# Yuin PK1 Dissection



## Whiffen

Unfortunately my Yuin Pk1's have stopped working once again after getting them repaired a few month's ago.
   
  I thought I would post a picture of them completely disassembled for those who may be interested in seeing how ear buds work in general, or who specifically want to see how Yuin's PK1's are made.
   
  The quality of the sound they produced was quite fantastic and the materials, although cheap, seemed to be put together well enough. But they just don't seem to hold up very well over time. My main hypotheses on why they break so often are; Cable insulation rubbing off and shorting themselves. The jack becoming damaged or warped. Or possibly the microscopic voice coil hairs break.

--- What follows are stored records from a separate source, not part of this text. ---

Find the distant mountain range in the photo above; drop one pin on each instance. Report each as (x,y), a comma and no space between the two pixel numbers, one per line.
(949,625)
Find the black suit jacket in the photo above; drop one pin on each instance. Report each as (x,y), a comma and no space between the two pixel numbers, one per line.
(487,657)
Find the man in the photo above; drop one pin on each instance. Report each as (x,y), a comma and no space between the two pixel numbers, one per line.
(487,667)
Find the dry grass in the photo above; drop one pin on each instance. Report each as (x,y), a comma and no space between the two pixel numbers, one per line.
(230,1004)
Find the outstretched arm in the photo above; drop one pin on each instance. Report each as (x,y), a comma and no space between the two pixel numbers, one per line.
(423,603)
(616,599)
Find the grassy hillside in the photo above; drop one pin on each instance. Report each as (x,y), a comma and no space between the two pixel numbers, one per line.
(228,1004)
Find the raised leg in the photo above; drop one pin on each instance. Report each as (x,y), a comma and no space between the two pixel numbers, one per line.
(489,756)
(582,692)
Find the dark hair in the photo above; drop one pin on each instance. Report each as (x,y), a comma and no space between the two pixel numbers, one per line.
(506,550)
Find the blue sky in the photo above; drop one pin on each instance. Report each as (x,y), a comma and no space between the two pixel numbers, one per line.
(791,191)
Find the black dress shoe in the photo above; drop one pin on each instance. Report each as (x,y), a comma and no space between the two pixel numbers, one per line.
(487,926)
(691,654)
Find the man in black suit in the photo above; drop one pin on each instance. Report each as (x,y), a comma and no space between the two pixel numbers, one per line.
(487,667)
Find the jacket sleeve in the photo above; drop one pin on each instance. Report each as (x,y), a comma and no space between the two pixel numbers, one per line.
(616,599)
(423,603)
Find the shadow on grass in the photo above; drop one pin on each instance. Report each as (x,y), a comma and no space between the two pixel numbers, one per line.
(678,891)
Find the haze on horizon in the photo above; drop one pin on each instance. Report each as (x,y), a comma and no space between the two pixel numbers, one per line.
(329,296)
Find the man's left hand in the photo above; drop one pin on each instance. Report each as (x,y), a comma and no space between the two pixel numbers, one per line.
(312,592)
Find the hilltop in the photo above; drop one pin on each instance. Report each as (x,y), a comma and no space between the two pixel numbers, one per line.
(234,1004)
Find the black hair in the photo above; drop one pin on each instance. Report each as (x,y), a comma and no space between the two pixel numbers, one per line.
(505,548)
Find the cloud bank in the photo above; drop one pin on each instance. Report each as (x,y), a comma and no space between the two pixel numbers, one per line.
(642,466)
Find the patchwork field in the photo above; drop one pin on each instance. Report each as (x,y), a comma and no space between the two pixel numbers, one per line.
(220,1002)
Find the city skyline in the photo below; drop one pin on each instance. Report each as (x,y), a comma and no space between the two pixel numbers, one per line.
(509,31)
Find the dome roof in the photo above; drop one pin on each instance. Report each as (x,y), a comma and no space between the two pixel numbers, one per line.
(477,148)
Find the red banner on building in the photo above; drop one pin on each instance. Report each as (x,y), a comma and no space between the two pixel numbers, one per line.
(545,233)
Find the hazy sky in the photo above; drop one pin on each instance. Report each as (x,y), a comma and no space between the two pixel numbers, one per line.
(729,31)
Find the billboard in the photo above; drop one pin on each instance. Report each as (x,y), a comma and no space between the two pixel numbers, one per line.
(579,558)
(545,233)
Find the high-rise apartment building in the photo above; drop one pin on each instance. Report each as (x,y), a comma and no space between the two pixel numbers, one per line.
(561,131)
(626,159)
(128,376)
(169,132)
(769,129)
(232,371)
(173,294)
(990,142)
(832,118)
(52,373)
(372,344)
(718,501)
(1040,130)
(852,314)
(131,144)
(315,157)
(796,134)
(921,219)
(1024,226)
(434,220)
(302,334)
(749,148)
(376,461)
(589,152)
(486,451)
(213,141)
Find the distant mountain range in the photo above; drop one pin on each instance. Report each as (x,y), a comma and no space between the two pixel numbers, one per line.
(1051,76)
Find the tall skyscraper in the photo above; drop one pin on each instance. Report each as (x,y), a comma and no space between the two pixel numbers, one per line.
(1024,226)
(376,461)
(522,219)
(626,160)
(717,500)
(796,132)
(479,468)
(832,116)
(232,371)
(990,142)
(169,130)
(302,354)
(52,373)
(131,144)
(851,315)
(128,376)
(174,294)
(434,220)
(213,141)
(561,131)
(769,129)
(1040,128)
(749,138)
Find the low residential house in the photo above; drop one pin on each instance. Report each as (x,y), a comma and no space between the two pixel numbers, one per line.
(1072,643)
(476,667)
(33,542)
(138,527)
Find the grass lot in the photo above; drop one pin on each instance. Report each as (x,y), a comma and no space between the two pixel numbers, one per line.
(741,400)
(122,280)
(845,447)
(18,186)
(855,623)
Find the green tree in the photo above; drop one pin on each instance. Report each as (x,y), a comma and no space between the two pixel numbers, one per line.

Mostly I think its down too cabling issues, they should be fine for home use but if you are planning on moving around with them in your pocket I would expect them to break within a few month's.
   

   
  Most of the components are glued together. I used a heat gun off of a soldering station to gently and evenly heat the glued areas before carefully removing the parts by pulling carefully with tweezers / gloved hands. (Lowest heat, keeping some distance, and remember don't keep any area under heat for too long!)
   
  That's what YOU SHOULD do at least, or you'll end up with a melted front cap and speaker diaphragm like myself!
   
  Enjoy! I'm going to try and reshape the front cap under heat and make a new diaphragm and reshape the voice coil later.


----------